Les abeilles et l'ours

VENDREDI 26 juin, 12ème jour de trek :

Il fait moins froid qu’hier. Nous levons le camp à 7h. Nous arrivons vite à Kamerân, village de 500 âmes assez miséreux, où sèchent partout des bouses en pyramides par deux.


Nous trouvons le maqâzé (magasin) et achetons du thon, du fromage, des biscuits. Pas de fruits frais, ni en jus, ni en boîte. Déception : pas de réseau, pas de poste, pas d’internet. Un jeune gars au teint clair et yeux verts  nous parle d’un danger… Encore ? Lorsqu’il m’offre un bâton, je comprends qu’il s’agit des chiens. Pourtant je connais le mot, qui est simple et facile à prononcer : sag.

 
Je prends son bâton, alors que nous avons maintenant grande confiance dans les ultrasons émis par Yvon, au point de ne plus ramasser de pierres.

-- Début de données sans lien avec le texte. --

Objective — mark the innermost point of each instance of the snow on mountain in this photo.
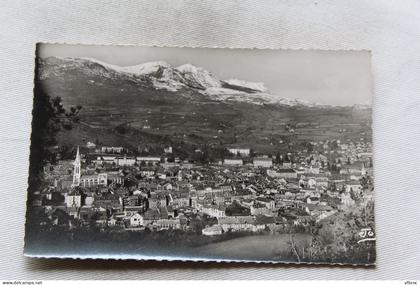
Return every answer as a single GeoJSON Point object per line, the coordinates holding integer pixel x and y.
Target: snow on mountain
{"type": "Point", "coordinates": [198, 77]}
{"type": "Point", "coordinates": [163, 76]}
{"type": "Point", "coordinates": [258, 86]}
{"type": "Point", "coordinates": [147, 68]}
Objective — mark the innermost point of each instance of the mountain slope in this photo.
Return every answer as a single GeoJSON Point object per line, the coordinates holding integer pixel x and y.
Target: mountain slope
{"type": "Point", "coordinates": [162, 76]}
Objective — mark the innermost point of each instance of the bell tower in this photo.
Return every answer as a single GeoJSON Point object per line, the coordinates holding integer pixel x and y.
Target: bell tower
{"type": "Point", "coordinates": [76, 169]}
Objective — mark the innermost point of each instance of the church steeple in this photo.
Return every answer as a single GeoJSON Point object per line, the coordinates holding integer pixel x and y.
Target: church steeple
{"type": "Point", "coordinates": [77, 168]}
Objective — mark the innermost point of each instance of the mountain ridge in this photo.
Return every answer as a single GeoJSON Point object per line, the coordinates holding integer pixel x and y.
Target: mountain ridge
{"type": "Point", "coordinates": [161, 75]}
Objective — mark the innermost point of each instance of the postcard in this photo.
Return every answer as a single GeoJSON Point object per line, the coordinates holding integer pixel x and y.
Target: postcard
{"type": "Point", "coordinates": [201, 154]}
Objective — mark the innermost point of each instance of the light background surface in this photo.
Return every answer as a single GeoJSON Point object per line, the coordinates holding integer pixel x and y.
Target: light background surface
{"type": "Point", "coordinates": [391, 29]}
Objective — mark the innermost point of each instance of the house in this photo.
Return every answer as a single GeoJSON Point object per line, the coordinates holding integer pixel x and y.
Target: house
{"type": "Point", "coordinates": [136, 220]}
{"type": "Point", "coordinates": [262, 222]}
{"type": "Point", "coordinates": [241, 151]}
{"type": "Point", "coordinates": [214, 211]}
{"type": "Point", "coordinates": [94, 180]}
{"type": "Point", "coordinates": [112, 149]}
{"type": "Point", "coordinates": [167, 224]}
{"type": "Point", "coordinates": [233, 161]}
{"type": "Point", "coordinates": [236, 224]}
{"type": "Point", "coordinates": [212, 231]}
{"type": "Point", "coordinates": [354, 186]}
{"type": "Point", "coordinates": [148, 160]}
{"type": "Point", "coordinates": [147, 171]}
{"type": "Point", "coordinates": [125, 161]}
{"type": "Point", "coordinates": [263, 162]}
{"type": "Point", "coordinates": [260, 209]}
{"type": "Point", "coordinates": [74, 200]}
{"type": "Point", "coordinates": [282, 173]}
{"type": "Point", "coordinates": [267, 202]}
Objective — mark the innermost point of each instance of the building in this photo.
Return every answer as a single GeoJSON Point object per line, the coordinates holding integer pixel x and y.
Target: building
{"type": "Point", "coordinates": [151, 160]}
{"type": "Point", "coordinates": [77, 164]}
{"type": "Point", "coordinates": [241, 151]}
{"type": "Point", "coordinates": [237, 224]}
{"type": "Point", "coordinates": [73, 200]}
{"type": "Point", "coordinates": [94, 180]}
{"type": "Point", "coordinates": [136, 220]}
{"type": "Point", "coordinates": [112, 149]}
{"type": "Point", "coordinates": [167, 224]}
{"type": "Point", "coordinates": [233, 161]}
{"type": "Point", "coordinates": [282, 173]}
{"type": "Point", "coordinates": [263, 162]}
{"type": "Point", "coordinates": [212, 231]}
{"type": "Point", "coordinates": [125, 161]}
{"type": "Point", "coordinates": [214, 211]}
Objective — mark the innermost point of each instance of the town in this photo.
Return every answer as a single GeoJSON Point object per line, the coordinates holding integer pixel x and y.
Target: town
{"type": "Point", "coordinates": [109, 187]}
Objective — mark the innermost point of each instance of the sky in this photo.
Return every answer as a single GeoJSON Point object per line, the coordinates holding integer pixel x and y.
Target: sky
{"type": "Point", "coordinates": [326, 77]}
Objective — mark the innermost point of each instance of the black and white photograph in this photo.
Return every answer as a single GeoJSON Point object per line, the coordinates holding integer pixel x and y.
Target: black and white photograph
{"type": "Point", "coordinates": [201, 154]}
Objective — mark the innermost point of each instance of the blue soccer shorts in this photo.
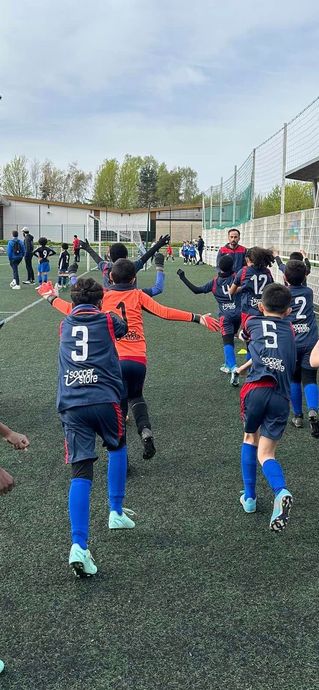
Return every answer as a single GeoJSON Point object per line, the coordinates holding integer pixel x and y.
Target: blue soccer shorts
{"type": "Point", "coordinates": [267, 410]}
{"type": "Point", "coordinates": [44, 267]}
{"type": "Point", "coordinates": [82, 424]}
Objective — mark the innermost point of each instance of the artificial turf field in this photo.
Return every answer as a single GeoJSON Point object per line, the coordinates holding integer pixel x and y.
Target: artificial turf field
{"type": "Point", "coordinates": [199, 595]}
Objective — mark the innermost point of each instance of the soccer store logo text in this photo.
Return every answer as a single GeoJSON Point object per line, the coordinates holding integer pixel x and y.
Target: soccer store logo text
{"type": "Point", "coordinates": [273, 363]}
{"type": "Point", "coordinates": [83, 377]}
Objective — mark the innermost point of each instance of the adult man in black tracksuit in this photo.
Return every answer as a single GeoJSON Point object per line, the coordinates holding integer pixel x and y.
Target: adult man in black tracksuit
{"type": "Point", "coordinates": [28, 243]}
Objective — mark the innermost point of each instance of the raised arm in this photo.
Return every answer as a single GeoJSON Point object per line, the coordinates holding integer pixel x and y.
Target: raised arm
{"type": "Point", "coordinates": [170, 314]}
{"type": "Point", "coordinates": [196, 289]}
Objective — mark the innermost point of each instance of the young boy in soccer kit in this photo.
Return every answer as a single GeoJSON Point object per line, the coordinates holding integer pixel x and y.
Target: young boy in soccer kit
{"type": "Point", "coordinates": [118, 250]}
{"type": "Point", "coordinates": [90, 389]}
{"type": "Point", "coordinates": [294, 256]}
{"type": "Point", "coordinates": [124, 299]}
{"type": "Point", "coordinates": [43, 253]}
{"type": "Point", "coordinates": [265, 399]}
{"type": "Point", "coordinates": [63, 265]}
{"type": "Point", "coordinates": [229, 308]}
{"type": "Point", "coordinates": [252, 280]}
{"type": "Point", "coordinates": [304, 323]}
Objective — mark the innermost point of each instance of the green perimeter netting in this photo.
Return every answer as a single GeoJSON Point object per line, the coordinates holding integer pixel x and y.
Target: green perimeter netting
{"type": "Point", "coordinates": [230, 203]}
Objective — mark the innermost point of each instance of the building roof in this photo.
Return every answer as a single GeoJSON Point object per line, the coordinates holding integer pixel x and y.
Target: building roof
{"type": "Point", "coordinates": [4, 199]}
{"type": "Point", "coordinates": [307, 172]}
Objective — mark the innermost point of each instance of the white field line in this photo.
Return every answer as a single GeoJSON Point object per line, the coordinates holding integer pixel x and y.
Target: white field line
{"type": "Point", "coordinates": [29, 306]}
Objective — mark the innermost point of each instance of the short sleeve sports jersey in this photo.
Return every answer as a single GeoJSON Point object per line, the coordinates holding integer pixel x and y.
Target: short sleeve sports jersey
{"type": "Point", "coordinates": [226, 303]}
{"type": "Point", "coordinates": [273, 351]}
{"type": "Point", "coordinates": [238, 255]}
{"type": "Point", "coordinates": [303, 317]}
{"type": "Point", "coordinates": [64, 260]}
{"type": "Point", "coordinates": [43, 253]}
{"type": "Point", "coordinates": [89, 369]}
{"type": "Point", "coordinates": [252, 282]}
{"type": "Point", "coordinates": [129, 303]}
{"type": "Point", "coordinates": [106, 268]}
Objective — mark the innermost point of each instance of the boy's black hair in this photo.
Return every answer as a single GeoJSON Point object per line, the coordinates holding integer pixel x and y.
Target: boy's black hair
{"type": "Point", "coordinates": [123, 271]}
{"type": "Point", "coordinates": [261, 258]}
{"type": "Point", "coordinates": [118, 251]}
{"type": "Point", "coordinates": [296, 256]}
{"type": "Point", "coordinates": [86, 291]}
{"type": "Point", "coordinates": [276, 298]}
{"type": "Point", "coordinates": [226, 263]}
{"type": "Point", "coordinates": [295, 272]}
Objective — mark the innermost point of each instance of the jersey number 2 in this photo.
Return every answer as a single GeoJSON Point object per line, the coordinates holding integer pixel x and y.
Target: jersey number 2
{"type": "Point", "coordinates": [82, 343]}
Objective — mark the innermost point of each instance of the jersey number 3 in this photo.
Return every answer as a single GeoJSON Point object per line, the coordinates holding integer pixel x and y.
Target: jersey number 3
{"type": "Point", "coordinates": [81, 343]}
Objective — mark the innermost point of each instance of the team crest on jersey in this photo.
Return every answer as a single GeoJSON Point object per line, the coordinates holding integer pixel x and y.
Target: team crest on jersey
{"type": "Point", "coordinates": [83, 377]}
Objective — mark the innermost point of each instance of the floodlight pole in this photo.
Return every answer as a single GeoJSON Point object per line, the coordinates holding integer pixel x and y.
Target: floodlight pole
{"type": "Point", "coordinates": [221, 203]}
{"type": "Point", "coordinates": [234, 195]}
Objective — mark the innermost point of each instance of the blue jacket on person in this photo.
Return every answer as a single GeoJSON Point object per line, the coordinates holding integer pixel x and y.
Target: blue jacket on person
{"type": "Point", "coordinates": [12, 255]}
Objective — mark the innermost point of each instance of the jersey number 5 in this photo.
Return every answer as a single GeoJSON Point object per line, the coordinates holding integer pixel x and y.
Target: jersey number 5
{"type": "Point", "coordinates": [82, 343]}
{"type": "Point", "coordinates": [270, 334]}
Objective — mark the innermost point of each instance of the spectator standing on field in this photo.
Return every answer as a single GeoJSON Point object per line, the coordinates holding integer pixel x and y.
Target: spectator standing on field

La photo est là parce que je ris à me voir  tel un explorateur du XIXème siècle, j'aurais dû la colorer en sépia... Voilà :


A ma ceinture, une flasque à whisky évidemment. Quoi ??? .. à whisky ? en Iran ? Non, non, non, c'est mon précieux passeport. Nous sommes en 2009, et l'administration est reine.



Le col suivant culmine à 2904 mètres, avec un dénivelé de 384 mètres, et nous coupe le souffle en cisaillant les épaules. Puis nous longeons un petit glacier.


Un peu plus bas, nous rencontrons un superbe cavalier bakhtiâri, en pantalon traditionnel ample et plissé, de couleur bleu roi, resserré en guêtres, sur chemise blanche et gilet occidental. La jument nous craint et son poulain s’inquiète.
Pendant la pause, sous un saule, près d’un torrent, un berger bakhtiâri, vêtu de sa toque noire en feutre, et de son manteau de laine strié en touches de piano, vient nous parler. A l’aube, son collègue portait la grande cape noire capuchonnée, si raide et lourde qu’elle tombe en cloche.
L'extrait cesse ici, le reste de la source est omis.